Word-of-mouth plays a huge role in what the Domikes stock. Unlike large retailers, small local stores can't afford to stock dozens of copies of a new hardcover only to have the book fail in terms of sales. The Domikes have to be good at predicting exactly what their customers will buy.
Khaled Hosseini's 2003 debut novel set in Afghanistan, "The Kite Runner" (Riverhead), for example, has been popular in paperback form, helped along by praise in book clubs.
"Oprah, of course, drives a lot of sales," Domike adds. "God bless that woman."
The independent-bookseller Web site, www.booksense.com, compiles hot titles from stores around the country, steering readers toward certain books while promoting the idea of locally owned bookstores. Jackson Street Books' best-seller shelf is based largely on Book Sense recommendations.
THE ELEMENTS for longevity seem to be in place at Jackson Street Books.
Longtime customers have come to think of the store, and Dan Domike, as fixtures in the neighborhood.
"African-Americans, Asians, white people — everybody gravitates to his bookstore," says one of Domike's regulars, Bobby Fleeks, a publisher and president/chief executive of Write Professionals: Creating words that sell. "It's a resource that the community hasn't had."

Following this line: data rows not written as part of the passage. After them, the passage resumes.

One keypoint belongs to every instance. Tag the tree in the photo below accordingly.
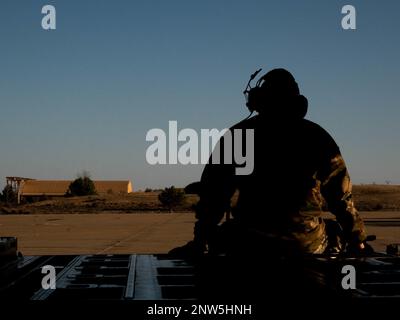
(82, 186)
(171, 197)
(8, 195)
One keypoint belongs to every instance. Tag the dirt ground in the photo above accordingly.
(54, 234)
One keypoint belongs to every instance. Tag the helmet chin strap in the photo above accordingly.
(251, 113)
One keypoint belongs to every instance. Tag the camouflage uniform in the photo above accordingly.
(296, 163)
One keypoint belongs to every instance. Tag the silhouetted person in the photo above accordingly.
(296, 163)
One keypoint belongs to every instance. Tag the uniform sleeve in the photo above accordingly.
(336, 188)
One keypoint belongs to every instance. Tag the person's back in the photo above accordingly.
(296, 165)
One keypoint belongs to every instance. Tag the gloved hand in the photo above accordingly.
(191, 249)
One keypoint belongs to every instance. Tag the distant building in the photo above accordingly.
(31, 188)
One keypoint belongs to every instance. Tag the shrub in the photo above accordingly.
(82, 186)
(171, 197)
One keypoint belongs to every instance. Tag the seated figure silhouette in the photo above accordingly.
(296, 163)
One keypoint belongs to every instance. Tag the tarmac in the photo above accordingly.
(141, 233)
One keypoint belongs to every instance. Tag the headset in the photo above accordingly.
(259, 98)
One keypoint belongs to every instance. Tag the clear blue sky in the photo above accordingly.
(82, 97)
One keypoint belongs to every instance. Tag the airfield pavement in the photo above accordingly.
(116, 233)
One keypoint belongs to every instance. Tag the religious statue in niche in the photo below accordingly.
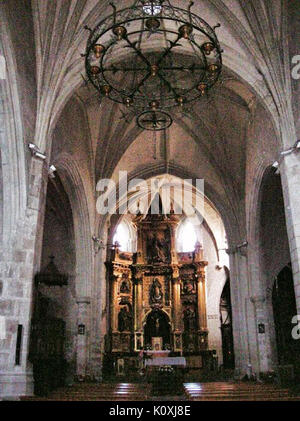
(124, 320)
(188, 287)
(189, 319)
(125, 287)
(155, 293)
(158, 247)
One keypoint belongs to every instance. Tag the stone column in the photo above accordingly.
(202, 316)
(82, 337)
(290, 177)
(176, 304)
(259, 303)
(138, 313)
(241, 312)
(113, 304)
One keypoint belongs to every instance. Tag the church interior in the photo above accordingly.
(150, 297)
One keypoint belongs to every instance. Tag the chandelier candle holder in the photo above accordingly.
(152, 57)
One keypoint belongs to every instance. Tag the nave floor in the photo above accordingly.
(210, 391)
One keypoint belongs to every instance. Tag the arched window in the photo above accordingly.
(186, 236)
(123, 237)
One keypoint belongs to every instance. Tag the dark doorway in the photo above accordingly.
(226, 327)
(157, 325)
(284, 309)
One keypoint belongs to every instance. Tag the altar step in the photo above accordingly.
(236, 391)
(98, 392)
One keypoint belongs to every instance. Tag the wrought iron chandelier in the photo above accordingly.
(152, 57)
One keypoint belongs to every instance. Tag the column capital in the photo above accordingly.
(83, 300)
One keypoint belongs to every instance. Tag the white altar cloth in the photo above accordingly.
(159, 361)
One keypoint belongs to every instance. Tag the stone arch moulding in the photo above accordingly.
(210, 194)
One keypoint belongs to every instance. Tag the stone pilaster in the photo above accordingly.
(82, 337)
(290, 177)
(240, 312)
(138, 312)
(259, 303)
(202, 316)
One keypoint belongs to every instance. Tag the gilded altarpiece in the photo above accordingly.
(157, 296)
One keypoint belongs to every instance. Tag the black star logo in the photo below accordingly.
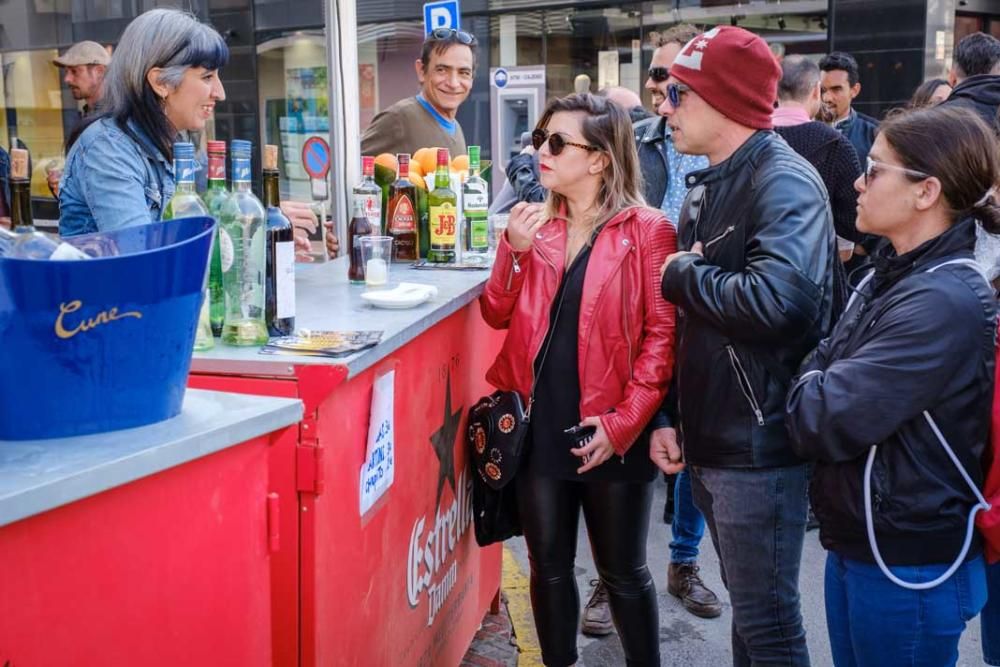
(444, 443)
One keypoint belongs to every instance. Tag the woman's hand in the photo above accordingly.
(665, 452)
(598, 450)
(524, 222)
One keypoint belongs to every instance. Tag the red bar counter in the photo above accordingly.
(148, 546)
(404, 583)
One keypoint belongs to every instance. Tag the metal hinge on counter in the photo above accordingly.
(273, 525)
(309, 459)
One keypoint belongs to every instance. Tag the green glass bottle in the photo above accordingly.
(242, 245)
(442, 208)
(475, 211)
(186, 204)
(214, 197)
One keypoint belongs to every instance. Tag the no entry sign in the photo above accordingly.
(316, 157)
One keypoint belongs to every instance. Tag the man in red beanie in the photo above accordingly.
(753, 289)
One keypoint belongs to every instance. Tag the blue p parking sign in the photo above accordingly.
(442, 14)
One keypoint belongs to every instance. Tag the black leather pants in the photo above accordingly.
(617, 518)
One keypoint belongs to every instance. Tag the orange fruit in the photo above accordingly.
(387, 160)
(417, 180)
(427, 157)
(460, 163)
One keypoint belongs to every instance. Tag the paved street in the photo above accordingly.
(686, 639)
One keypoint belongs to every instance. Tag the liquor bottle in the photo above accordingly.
(401, 217)
(21, 219)
(475, 211)
(186, 204)
(370, 193)
(242, 244)
(29, 244)
(214, 197)
(442, 206)
(360, 226)
(279, 301)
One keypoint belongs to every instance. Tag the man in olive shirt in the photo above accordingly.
(445, 70)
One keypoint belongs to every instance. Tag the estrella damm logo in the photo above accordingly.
(82, 325)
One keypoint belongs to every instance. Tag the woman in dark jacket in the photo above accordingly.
(908, 368)
(576, 284)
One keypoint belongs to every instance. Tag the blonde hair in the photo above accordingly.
(608, 127)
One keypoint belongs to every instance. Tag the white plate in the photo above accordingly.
(406, 295)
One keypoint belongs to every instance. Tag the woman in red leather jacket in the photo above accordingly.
(590, 342)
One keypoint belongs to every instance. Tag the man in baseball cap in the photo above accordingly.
(753, 287)
(84, 64)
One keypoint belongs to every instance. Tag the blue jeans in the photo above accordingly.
(757, 519)
(872, 621)
(990, 620)
(688, 526)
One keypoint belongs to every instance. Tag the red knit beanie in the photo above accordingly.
(734, 71)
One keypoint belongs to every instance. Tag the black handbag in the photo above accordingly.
(498, 426)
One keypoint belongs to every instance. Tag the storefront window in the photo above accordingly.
(32, 99)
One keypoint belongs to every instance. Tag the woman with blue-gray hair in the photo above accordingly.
(163, 80)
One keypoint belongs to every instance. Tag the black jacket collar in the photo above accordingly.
(958, 240)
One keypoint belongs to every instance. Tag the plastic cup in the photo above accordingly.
(376, 252)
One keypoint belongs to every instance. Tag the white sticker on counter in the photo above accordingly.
(380, 459)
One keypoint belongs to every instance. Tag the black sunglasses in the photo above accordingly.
(466, 38)
(872, 168)
(557, 144)
(674, 92)
(659, 74)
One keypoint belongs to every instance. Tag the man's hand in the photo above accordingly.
(332, 243)
(598, 450)
(697, 249)
(524, 222)
(304, 222)
(665, 452)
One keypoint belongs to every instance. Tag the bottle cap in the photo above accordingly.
(19, 163)
(241, 148)
(183, 150)
(271, 157)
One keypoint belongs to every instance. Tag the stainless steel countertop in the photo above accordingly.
(326, 301)
(39, 475)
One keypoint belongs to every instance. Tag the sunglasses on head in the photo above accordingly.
(468, 39)
(674, 92)
(873, 167)
(659, 74)
(557, 143)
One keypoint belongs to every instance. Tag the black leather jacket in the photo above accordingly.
(750, 310)
(913, 340)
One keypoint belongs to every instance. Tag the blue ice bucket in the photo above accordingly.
(101, 344)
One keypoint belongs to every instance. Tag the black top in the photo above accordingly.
(913, 340)
(557, 397)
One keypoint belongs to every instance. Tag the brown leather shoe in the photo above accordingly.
(684, 582)
(597, 613)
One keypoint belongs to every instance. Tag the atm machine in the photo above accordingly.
(517, 98)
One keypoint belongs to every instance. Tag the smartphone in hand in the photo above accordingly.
(581, 436)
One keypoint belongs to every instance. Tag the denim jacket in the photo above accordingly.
(113, 179)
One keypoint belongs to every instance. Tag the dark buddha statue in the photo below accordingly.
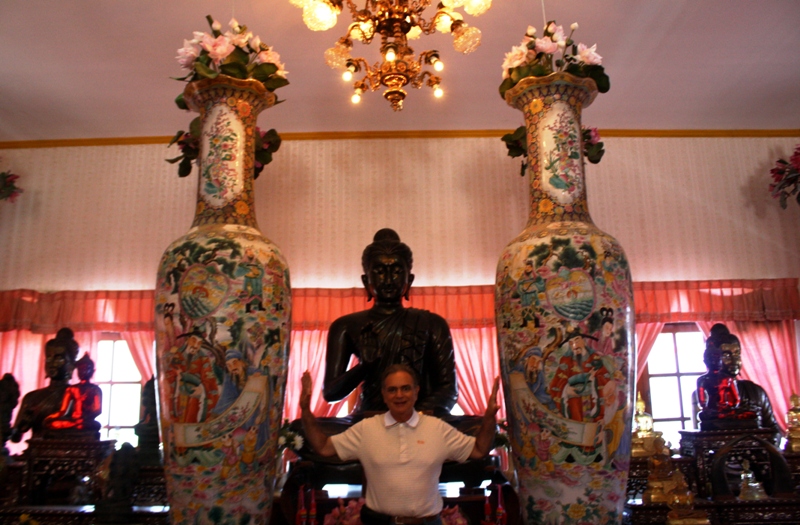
(729, 403)
(390, 333)
(60, 355)
(80, 406)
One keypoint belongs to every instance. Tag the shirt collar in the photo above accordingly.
(390, 421)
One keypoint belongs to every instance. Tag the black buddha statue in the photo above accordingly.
(60, 356)
(389, 333)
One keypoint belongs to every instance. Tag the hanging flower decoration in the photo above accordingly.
(8, 188)
(516, 143)
(785, 178)
(555, 51)
(238, 54)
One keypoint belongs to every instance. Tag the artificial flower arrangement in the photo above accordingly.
(516, 143)
(538, 57)
(8, 188)
(785, 178)
(237, 54)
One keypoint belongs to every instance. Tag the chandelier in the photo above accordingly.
(395, 22)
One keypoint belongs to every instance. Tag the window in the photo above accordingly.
(120, 381)
(674, 364)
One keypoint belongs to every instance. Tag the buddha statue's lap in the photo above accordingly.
(386, 334)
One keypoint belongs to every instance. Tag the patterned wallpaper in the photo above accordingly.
(684, 208)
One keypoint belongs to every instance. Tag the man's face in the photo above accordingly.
(400, 395)
(388, 278)
(57, 364)
(731, 358)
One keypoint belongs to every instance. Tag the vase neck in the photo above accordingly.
(555, 151)
(225, 188)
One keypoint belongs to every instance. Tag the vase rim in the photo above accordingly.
(248, 84)
(559, 77)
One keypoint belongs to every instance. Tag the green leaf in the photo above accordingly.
(234, 69)
(181, 103)
(275, 82)
(184, 168)
(205, 71)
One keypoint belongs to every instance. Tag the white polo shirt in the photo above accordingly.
(403, 461)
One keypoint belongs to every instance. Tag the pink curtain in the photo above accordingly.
(646, 334)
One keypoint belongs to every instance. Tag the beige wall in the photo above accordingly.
(684, 209)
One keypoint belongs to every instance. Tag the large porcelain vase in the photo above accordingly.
(222, 327)
(563, 304)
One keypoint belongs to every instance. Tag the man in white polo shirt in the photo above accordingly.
(401, 451)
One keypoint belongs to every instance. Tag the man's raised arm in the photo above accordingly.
(319, 441)
(484, 439)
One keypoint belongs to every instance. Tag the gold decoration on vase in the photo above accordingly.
(396, 22)
(643, 441)
(680, 500)
(793, 426)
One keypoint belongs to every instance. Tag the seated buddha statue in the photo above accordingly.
(389, 333)
(60, 354)
(80, 406)
(718, 393)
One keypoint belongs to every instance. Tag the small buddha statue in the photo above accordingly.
(643, 440)
(80, 406)
(793, 425)
(751, 489)
(680, 500)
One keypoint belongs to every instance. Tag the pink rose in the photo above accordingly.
(588, 55)
(188, 54)
(546, 45)
(218, 48)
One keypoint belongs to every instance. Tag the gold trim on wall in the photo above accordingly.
(421, 134)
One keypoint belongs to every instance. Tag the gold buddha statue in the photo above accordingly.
(643, 441)
(793, 425)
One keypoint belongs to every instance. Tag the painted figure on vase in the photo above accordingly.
(60, 356)
(390, 333)
(81, 405)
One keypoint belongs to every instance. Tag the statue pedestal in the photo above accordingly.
(54, 467)
(702, 446)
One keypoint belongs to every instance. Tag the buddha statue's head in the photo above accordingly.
(387, 268)
(726, 345)
(60, 355)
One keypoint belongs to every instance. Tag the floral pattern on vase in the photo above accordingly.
(223, 306)
(564, 310)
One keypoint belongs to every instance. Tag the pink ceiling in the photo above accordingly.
(101, 68)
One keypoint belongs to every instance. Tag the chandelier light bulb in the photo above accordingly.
(319, 15)
(477, 7)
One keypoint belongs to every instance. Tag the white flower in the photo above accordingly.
(589, 56)
(517, 57)
(187, 54)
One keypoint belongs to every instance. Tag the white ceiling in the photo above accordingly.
(102, 68)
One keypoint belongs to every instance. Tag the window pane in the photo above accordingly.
(688, 386)
(665, 397)
(662, 357)
(123, 435)
(105, 352)
(103, 418)
(125, 401)
(670, 432)
(124, 367)
(690, 351)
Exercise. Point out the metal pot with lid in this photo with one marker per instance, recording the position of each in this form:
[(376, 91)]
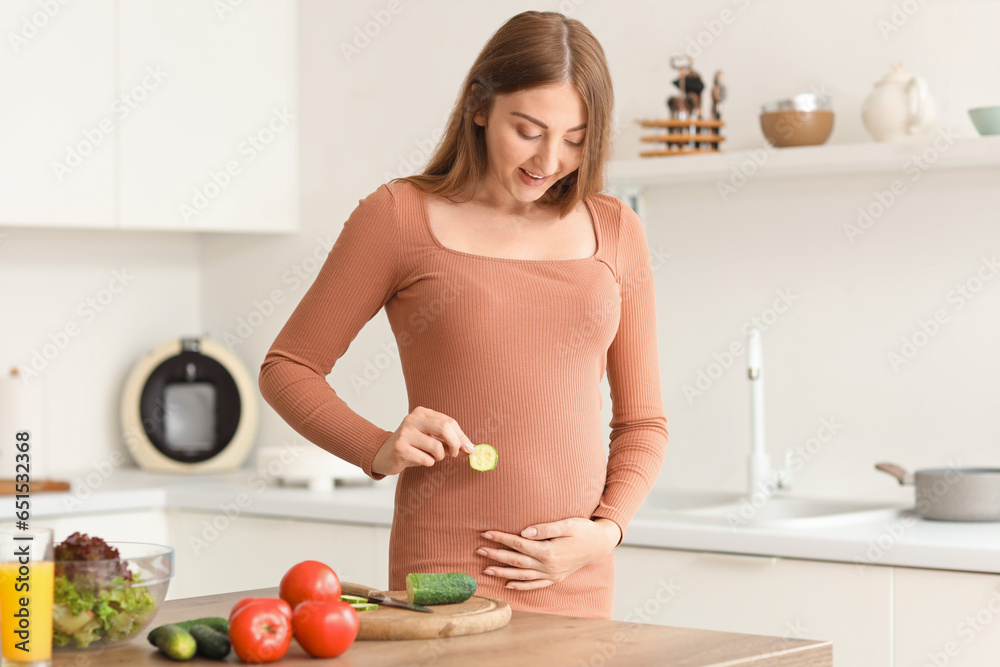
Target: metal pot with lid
[(952, 494)]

"You can go up there and find almost anything, and if he doesn't have it he can find it."
But it all comes down to dollars and cents, and patience.
The first shelf people see when entering the store is one devoted to books of essays, histories, novels and statistics about Domike's favorite sport, baseball, which isn't what many customers come looking for, Domike acknowledges.
"One of these days," he says with knowing over-optimism.
Balancing personal ideals and bottom-line interests can be a tricky thing.
"When I get someone to knit, that look of just absolute joy, of 'I did that!' is just amazing," Tammy says. "Or if you get a reluctant customer to read a book and they like it, it's so cool."
"We hoped the business would be at a higher level," she says a bit obtusely. Asked to be more specific, she blurts, "More money!"
"But we'll stick it out," she says. "We knew that might not happen quickly."
Adds Dan:
"We're still struggling. But the passion is still there."